The house wasn't locked. Duane blinked and adjusted his glasses as he entered, feeling the grief and sense of loss strike him anew. He realized that it was the scent of Uncle Art's pipe tobacco in the still, trapped air. In that second Duane realized how temporary life was, how fleeting any person's presence was: a few books, the scent of tobacco that a person would never enjoy again, a few clothes that would be used by others, the inevitable snapshots, legal papers, and correspondence that would mean so much less to someone else. A human being on this world, Duane realized with a shock of recognition approaching vertigo, made no more permanent impression than does a hand thrust in water. Remove the hand, and water rushes in to fill the void as if nothing had ever been there.
"I'll be just a minute," said the Old Man, almost whispering for a reason neither understood but both obeyed. "You can stay in here." They had walked through the kitchen into the darker 'study."
Duane snapped on a light and nodded. The Old Man disappeared into the bedroom. Duane heard the closet door being opened.
Uncle Art's house was small: only a kitchen, a 'study' converted from the unused dining room, a living room barely big enough to hold a BarcaLounger, many bookshelves, two armchairs on either side of a table with a chessboard-Duane recognized the game he and Uncle Art had been playing three weekends earlier-and a large console television set. The small bedroom was the last room. The front door opened onto a small cement porch that looked out on about two acres of yard. No visitors ever entered or left by the front door, but Duane knew that Uncle Art had enjoyed sitting on the front porch in the evening, smoking his pipe and looking out north over the fields. One could hear traffic on Jubilee College Road easily enough, but the cars were not visible because of the hillside.
Duane shook himself out of his reverie and tried to concentrate. Uncle Art once had mentioned that he kept a journal-had kept one every year since 1941. Duane thought that whatever book he had mentioned on the phone was gone-ta ken by Congden or whoever-but there might be some mention of it.
He clicked on the lamp on Art's cluttered desk. The dining room had been the biggest room in the house, and the" study" was floor-to-ceiling bookcases holding mostly hardcover editions and more low shelves in the center of the room on either side of the huge door Art had used as his desk.

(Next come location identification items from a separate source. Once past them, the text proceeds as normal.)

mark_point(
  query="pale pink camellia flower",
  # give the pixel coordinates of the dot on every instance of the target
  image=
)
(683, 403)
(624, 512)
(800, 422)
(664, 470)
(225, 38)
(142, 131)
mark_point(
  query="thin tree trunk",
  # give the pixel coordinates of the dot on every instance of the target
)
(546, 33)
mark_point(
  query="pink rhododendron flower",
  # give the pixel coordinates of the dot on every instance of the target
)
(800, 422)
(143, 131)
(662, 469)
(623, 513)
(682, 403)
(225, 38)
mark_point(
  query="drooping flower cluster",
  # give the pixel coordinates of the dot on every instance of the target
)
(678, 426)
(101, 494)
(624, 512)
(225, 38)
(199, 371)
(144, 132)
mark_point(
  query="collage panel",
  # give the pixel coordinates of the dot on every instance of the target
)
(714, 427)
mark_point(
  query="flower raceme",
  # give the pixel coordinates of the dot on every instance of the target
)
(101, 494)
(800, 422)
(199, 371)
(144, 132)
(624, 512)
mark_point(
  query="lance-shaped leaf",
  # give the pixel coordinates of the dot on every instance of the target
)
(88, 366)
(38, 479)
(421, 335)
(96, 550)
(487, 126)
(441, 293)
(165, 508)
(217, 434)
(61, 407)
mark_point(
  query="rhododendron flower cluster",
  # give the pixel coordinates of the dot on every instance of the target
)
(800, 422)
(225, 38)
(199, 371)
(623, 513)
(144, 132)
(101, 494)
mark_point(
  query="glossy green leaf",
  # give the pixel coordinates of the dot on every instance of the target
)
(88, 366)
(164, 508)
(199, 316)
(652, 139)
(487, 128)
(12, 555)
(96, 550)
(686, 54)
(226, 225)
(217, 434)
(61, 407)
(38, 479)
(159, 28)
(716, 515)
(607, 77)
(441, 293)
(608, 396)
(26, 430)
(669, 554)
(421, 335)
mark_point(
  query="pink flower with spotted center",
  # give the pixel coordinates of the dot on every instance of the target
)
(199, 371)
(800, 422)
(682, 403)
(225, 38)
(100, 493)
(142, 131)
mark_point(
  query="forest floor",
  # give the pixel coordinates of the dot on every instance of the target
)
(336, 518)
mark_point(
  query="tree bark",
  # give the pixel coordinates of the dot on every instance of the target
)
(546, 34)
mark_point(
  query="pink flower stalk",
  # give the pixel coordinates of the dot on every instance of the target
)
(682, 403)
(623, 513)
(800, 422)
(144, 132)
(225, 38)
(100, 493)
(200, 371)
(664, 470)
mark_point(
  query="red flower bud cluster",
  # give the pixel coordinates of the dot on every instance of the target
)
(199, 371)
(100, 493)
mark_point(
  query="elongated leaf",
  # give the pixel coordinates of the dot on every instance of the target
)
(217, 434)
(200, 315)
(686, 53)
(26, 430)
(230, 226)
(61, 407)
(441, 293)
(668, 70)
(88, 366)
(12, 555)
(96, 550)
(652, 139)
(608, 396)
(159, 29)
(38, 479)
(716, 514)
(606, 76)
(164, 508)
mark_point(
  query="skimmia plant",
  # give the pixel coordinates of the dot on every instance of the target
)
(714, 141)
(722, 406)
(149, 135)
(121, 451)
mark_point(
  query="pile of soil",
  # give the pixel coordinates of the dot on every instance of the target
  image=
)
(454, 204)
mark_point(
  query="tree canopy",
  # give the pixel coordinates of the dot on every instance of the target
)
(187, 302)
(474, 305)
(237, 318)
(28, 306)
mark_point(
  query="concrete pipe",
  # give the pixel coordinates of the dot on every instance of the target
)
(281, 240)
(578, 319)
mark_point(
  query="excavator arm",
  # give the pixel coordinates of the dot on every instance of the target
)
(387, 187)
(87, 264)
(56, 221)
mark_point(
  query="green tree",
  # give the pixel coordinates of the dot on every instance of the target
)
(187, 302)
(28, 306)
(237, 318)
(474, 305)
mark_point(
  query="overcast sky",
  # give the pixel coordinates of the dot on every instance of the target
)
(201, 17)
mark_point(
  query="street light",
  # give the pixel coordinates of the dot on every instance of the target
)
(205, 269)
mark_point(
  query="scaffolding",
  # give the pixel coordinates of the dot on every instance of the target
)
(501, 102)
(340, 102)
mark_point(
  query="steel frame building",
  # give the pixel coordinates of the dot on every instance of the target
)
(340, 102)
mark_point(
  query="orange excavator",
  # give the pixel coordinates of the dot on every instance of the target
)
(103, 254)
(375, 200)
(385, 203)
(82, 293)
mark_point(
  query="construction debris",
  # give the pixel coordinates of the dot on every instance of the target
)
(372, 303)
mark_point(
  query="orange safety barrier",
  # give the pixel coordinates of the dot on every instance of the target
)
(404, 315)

The desk held bills, the telephone, stacks of correspondence which Duane only flicked through, clippings of chess columns from Chicago and New York papers, magazines, cartoons from The New Yorker, a framed photograph of Art's second wife, another frame holding a drawing by da Vinci of a helicopter-like machine, a jar of marbles, another jar of red licorice-Duane had raided that jar for as long as he could remember-and scraps of paper holding old shopping lists, lists of fellow union members from the Caterpillar plant, lists of Nobel Prize winners, and a myriad of other things. No journal.
The desk had no drawers. Duane looked around the room. He could hear the Old Man going through drawers in the bedroom, probably finding underwear and socks. It would only take another minute.
Where would Uncle Art keep a journal? Duane wondered if it was in the bedroom. No, Art wouldn't write in bed. He'd fill his daily entry here, at his work desk. Only there was no book here. No drawers.
Books. Duane sat in the old captain's chair, feeling how the varnish had been worn away by his uncle's arms. He would write in the journal every day. Probably every evening, sitting here. Duane extended his left hand. Uncle Art was left-handed.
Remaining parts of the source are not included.